On the continuation of David Tredinnick’s ministering for quackery

Though of a reasonable, easy-going disposition, I do, like most, have my bugbears. Chief among which is people who lie for a living. Chief among whom are quacks. And those in public positions of influence who promote them and their snake-oil wares.

Re-enter David Tredinnick, Conservative MP for Bosworth in Leicestershire, whose continued dim-witted advocation of the expending of public money on disproven and unproven treatments has led me to label him the ‘Minister for Quackery’. (It is, I think, the nearest he will ever get to being an actual Minister for anything.)

Being reasonable, I was pleased to note that Tredinnick campaigned to Remain in the European Union. But my slack was re-tied when he (like 292 others MPs, including my own) later contradicted his stance by voting to not endorse retention of the rights of EU nationals to live and work in the UK, if/when the UK exits the EU.

Obeying the whip for the sake of Tory unity? Perhaps. His voting record, which includes sympathy for rich bankers and mansion owners, but suggests antipathy to the rights of gay people, foxes and… humans, is hardly surprising. He represents a largely well-heeled seat in a fox-hunting county. I imagine the majority of his constituents are either ignorant of, or ambivalent/indifferent to his quackery-promoting tendencies, being prepared to overlook their representative’s eccentricities, providing he sports a blue rosette.

Even though Tredinnick has a record of misleading The House of Commons and its Select Committees on health matters.

I’ve commented previously on how parliamentary privilege permits MPs to say whatever they like in The House, providing they do not knowingly lie. Thus, whenever Tredinnick stands to promote homeopathy and other quackery, we must assume that he believes what he says. Which means what?

Early last year, Tredinnick embarrassed himself when he mouthed off about clear evidence that homeopathy is effective in treating autism. A Freedom of Information request by Alan Henness turned up this ‘evidence’, revealing that Tredinnick has no clue what the word ‘evidence’ means. This from a member who previously sat on the Select Committees for Health and for Science and Technology.

Never mind his deluded pretensions to being the funding salvation of the NHS. This wasting of his fellow parliamentarians’ time is not only gross ignorance; it is, in its suggestion of an illness requiring of treatment, utterly disrespectful to autistics and their families. But so fervent is he, rejection and correction do not register on his dicky radar. I have been told that many MPs groan and roll their eyes when he goes off on these tangents; but who confronts him on them?

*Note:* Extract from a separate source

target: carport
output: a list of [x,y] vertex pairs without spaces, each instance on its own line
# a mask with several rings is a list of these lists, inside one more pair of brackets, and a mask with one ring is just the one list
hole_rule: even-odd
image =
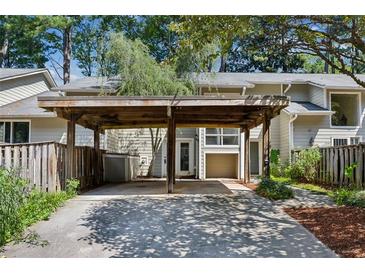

It seems too few. So, like the fool with no friends, he continues unabated. In September he was at it again, recycling the recycled nonsense about the Swiss government supposedly endorsing homeopathy. This ‘misunderstanding’ is a favourite resort of the propagandists who alight on comment threads below media articles on homeopathy. Never mind that they’ve been corrected on this: they just ignore, and repeat the misinformation. Either Tredinnick is completely ignorant of the facts here, or he fails to acknowledge them. If the latter, he is no less irresponsible than such liars. (Or perhaps he’s just confused. He also said, ‘The template for moving ahead should be the campaign of more than 100 years to stop people smoking and stop cigarettes dominating our lives.’ This from one who has generally voted against smoking bans.)

And only last week he whined about the ‘attacks’ on ‘honourable… medicine’ homeopathy, taking a swipe at The Good Thinking Society, which, he disparages, ‘really consists of one man and a dog’. The previous week he misinformed The House and The Secretary of State for Health that homeopathy can substitute for prescribed antibiotics because:

“… there are very good scientific trials now showing that upper respiratory tract infections can be treated using homeopathic medicine”.

The Health Secretary’s response was lame, commending Tredinnick for ‘his great persistence in flying the flag for homeopathic medicine’, before adding, “… we must always follow the science in the way we spend our money on medicines, as I know he agrees… “.

If Jeremy Hunt is so convinced of Tredinnick’s commitment to science-based medicine (which is not how Tredinnick positions himself), why didn’t he ask the clot for the evidence of these ‘very good scientific trials’? Or is Hunt here, as I hope, blithely dismissing Tredinnick’s contribution?

Fortunately, enough of Tredinnick’s fellow MPs have caught on to his regressive posturing: he was not voted back on to the Select Committees for Health and for Science and Technology. But he still has his allies. Why does James Duddridge consider it worthwhile ‘To ask the Secretary of State for Environment, Food and Rural Affairs, what plans the Government has to relax laws and restrictions imposed by the EU on homeopathic medicines, herbs, vitamins and mineral supplements after the UK exits the EU.’?

Ignorance is forgivable. We’re all ignorant on most things. But wilful ignorance on the part of our elected representatives is not. Making statements on important health matters, whilst failing to verify – or overlooking the lack of – any evidential basis, is lazy, neglectful and irresponsible. And to do so repeatedly is deluded, or just plain stupid.

I give you The ‘Right Honourable’ David Tredinnick MP, ‘Minister for Quackery’.